Divieto di gold plating nel segno della semplificazione
E’ imposto al governo, quale criterio direttivo di base, il rispetto dei princìpi e criteri direttivi generali di cui all'articolo 32 della legge 24 dicembre 2012, n. 234, recante norme generali sulla partecipazione dell'Italia alla formazione e all'attuazione della normativa e delle politiche dell'Unione europea.
L'articolo 32 citato elenca, infatti, i principi e i criteri direttivi generali di delega per l'attuazione del diritto dell'Unione europea.
Il divieto di “gold plating” - Tra gli altri, mette conto per il suo rilievo di essere richiamato il principio per cui gli atti di recepimento di direttive dell'Unione europea non possono prevedere l'introduzione o il mantenimento di livelli di regolazione superiori a quelli minimi richiesti dalle direttive stesse. Principio questo che poi la legge delega riprende e detta espressamente, quale invero primo criterio direttivo specifico alla lettera a) del comma 1 dell'articolo 1, in termini di «divieto di introduzione o di mantenimento di livelli di regolazione superiori a quelli minimi richiesti dalle direttive, come definiti dall'articolo 14, commi 24-ter e 24-quater, della legge 28 novembre 2005, n. 246 ».
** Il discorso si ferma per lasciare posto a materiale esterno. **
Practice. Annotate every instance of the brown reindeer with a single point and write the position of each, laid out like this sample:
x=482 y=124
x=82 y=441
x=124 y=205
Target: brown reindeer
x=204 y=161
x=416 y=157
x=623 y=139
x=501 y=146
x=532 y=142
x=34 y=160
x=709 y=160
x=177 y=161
Si tratta del cosiddetto divieto di “gold plating” secondo cui, nel recepimento delle nuove direttive, è necessario procedere a una revisione e a una semplificazione della disciplina nazionale anche al fine di eliminare le regole più restrittive rispetto a quelle europee, non giustificate dalla tutela di interessi pubblici. La Commissione europea definisce il recepimento gold plating come « quella tecnica...che va al di là di quanto richiesto dalla normativa europea pur mantenendosi entro la legalità. Gli Stati membri hanno ampia discrezionalità in sede di attuazione delle direttive comunitarie. Essi possono aumentare gli obblighi di comunicazione, aggiungere i requisiti procedurali, o applicare regimi sanzionatori più rigorosi. Se non è illegale, il gold plating è di solito presentata come una cattiva pratica, perché impone costi che avrebbero potuto essere evitati ». La lettera a) in esame fa dunque riferimento all'articolo 14, commi 24-ter e 24-quater, della legge 246/2005, che definisce tali livelli.
Costituisce così livello di regolazione superiore a quello minimo richiesto dalle direttive l'introduzione o il mantenimento di requisiti, standard, obblighi e oneri non strettamente necessari per l'attuazione delle direttive o ancora l'estensione dell'ambito soggettivo o oggettivo di applicazione delle regole rispetto a quanto previsto dalle direttive, ove comporti maggiori oneri amministrativi per i destinatari e così l'introduzione o il mantenimento di sanzioni, procedure o meccanismi operativi più gravosi o complessi di quelli strettamente necessari per l'attuazione delle direttive. In maniera logicamente complementare, il comma 24-quater impone all'amministrazione di dare conto delle circostanze eccezionali in relazione alle quali si rende necessario il superamento del livello minimo di regolazione europea.